Encore asked of Beethoven Orchestra Bonn
Published: Thursday, March 14, 2013
Updated: Thursday, March 14, 2013 23:03
Santiago Pelaez
World-renowned orchestra, The Beethoven Orchestra Bonn, came to perform at Jorgensen Thursday night accompanied by French Canadian pianist Louis Lortie. The group played two concertos during their performance and incorporated a variety of musical techniques.
The Beethoven Orchestra Bonn, accompanied by internationally renowned and acclaimed French Canadian pianist Louis Lortie, delivered two full concertos to an audience at Jorgensen Thursday night.
“I haven’t seen many shows with piano soloists, he’s very good accompaniment,” said Kelly Esianor, a 4th-semester finance major and usher at Jorgensen, who was impressed by Lortie’s performance. “I really enjoy the techniques he uses like his punctuated staccato.”
Hailing from the hometown of the composer that the group lends its name to, the 100-year-old leading German Orchestra has become a key pillar of cultural life in Bonn and the surrounding region through its concerts, operas, music classes for adults and children, CD recordings as well as domestic and international tours.

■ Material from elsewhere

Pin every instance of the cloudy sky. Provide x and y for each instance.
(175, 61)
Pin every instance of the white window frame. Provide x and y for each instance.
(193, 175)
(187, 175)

The 106-piece orchestra has won numerous awards, performed in the world’s greatest concert halls and regularly works with renowned soloists, conductors and choirs.
At Jorgensen on Thursday night, to accommodate all of the musicians on stage, the bare walls of the auditorium were seen instead of the curtains that usually add a background to the stage. Concert master and first violinist Mikhail Ovrutsky stepped on stage in front of the seated orchestra, earning the initial applause from the audience as he led the group in tuning their instruments. Music Director Stefan Blunier and Lortie walked out together, bowing at each other and the audience before taking their respectful places on stage.
Lortie began the night with dramatic piano scales that followed the length of the keyboard as outbursts from the full orchestra added emphasis throughout Piano Concerto No. 5, also known as the Emperor Concerto. There were a wide variety of tempos, tones and melodies in the concerto’s entirety, including tense, fast paced sections and ominous low-pitched ones.
After a few bows from the director, pianist and orchestra, the first half of the show ended followed by a brief intermission. The show kicked up again, this time without the accompaniment of Lortie, with Beethoven’s Symphony No. 7 in A major scale. The concerto had other techniques used in it, like musical responses where one instrument would evoke responses from a section of instruments, plucking of strings mostly used by bassists and cellists, but occasionally by the violinists and violists too, and heavy flute accompaniment. Blunier was seen shaking his body and jumping forward on his platform with the movement of the music.
When the piece concluded, Blunier came back out after his bows to point out each section of instrumentalists, encouraging applause and acknowledgement from the crowd. Responding to the audience’s standing ovation, Blunier led the group in an encore performance to a slow and soft Beethoven tune.